Uncle Roe and Uncle Ben shared genes and certain family traits: wit, loyalty, broad shoulders and an ornery streak. But in most every other way, they were oil and water. Roe was Republican and Lutheran. He liked his coffee black. He lived east of the river. When the community split over the big Co-op that moved into town, Roe sided with those who believed the benefit of a couple hundred jobs outweighed the harm of outside money. I’ve never heard Roe utter a cross word to any living creature, but I’ve also never seen him back down. Once Roe drove up on the Fentson clan, along with two or three of their drinking buddies, manhandling a couple migrant workers. Roe was outnumbered, but that was no concern.

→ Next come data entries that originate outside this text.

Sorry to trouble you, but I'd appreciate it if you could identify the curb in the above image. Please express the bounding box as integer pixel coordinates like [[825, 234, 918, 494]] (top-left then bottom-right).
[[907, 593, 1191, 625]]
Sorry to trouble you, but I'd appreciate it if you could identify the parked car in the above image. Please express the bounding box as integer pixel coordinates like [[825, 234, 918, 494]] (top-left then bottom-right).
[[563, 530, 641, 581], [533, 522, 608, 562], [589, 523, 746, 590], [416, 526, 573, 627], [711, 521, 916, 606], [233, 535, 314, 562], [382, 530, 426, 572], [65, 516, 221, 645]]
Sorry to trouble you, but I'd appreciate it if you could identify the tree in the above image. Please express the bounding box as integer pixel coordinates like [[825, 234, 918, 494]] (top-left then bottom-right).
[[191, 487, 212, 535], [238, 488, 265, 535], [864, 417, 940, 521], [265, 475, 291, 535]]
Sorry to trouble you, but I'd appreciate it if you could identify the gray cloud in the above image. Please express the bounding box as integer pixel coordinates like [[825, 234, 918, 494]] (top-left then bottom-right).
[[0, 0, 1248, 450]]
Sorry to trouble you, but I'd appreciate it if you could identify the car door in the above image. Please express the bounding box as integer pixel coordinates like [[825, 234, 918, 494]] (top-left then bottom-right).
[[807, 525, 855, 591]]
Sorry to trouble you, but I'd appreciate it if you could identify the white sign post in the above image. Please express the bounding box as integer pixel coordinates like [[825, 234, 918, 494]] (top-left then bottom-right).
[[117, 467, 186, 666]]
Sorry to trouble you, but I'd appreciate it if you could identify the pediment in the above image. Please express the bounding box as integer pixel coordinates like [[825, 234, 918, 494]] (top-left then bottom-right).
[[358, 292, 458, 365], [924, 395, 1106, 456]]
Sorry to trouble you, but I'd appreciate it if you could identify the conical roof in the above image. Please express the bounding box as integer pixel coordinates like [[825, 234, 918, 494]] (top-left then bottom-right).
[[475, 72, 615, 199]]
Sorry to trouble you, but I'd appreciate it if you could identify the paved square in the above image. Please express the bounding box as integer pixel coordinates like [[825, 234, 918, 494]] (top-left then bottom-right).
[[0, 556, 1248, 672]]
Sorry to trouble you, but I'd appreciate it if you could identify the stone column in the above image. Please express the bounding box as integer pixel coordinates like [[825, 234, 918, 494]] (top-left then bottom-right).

As I’ve heard Roe say my entire life: “Right’s right, wrong’s wrong.” Roe grabbed a PVC pipe from the bed of his truck and went to work making things right. When the fracas concluded, he had a shattered shoulder but received a string of effusive gracias. To Roe, this seemed a fair trade.

Uncle Ben was a Democrat and a Baptist. He only drank tea, called coffee the bitter brew. He lived west of the river. Ben believed the Co-op would pervert all he knew and loved about this town of his. When the Co-op made an outrageous offer for Ben’s 103 acres, an offer that would have meant neither Ben nor his great-grandchildren would ever know another care in the world, he asked the big wigs if they’d throw in a couple pairs of flame-retardant Levis because signing that contract would mean selling his soul to the Devil. Then Ben struck a match and tossed it, with the contract, into the waste basket. Uncle Ben meandered through the woods talking to the trees. He wrote poetry and read Steinbeck. With the Co-op as a rare exception, Ben had a wide capacity for paradoxes and truths that exist in tension.

Roe and Ben shared Christmas and Easter dinner, diligently (happily, even) honored the annual July 4th family gathering and never had to guess whether  the other would be at their side in those moments when a brother must be a brother. Short of that, these two men lived at opposite ends of the county, but it might as well have been at opposite ends of the universe.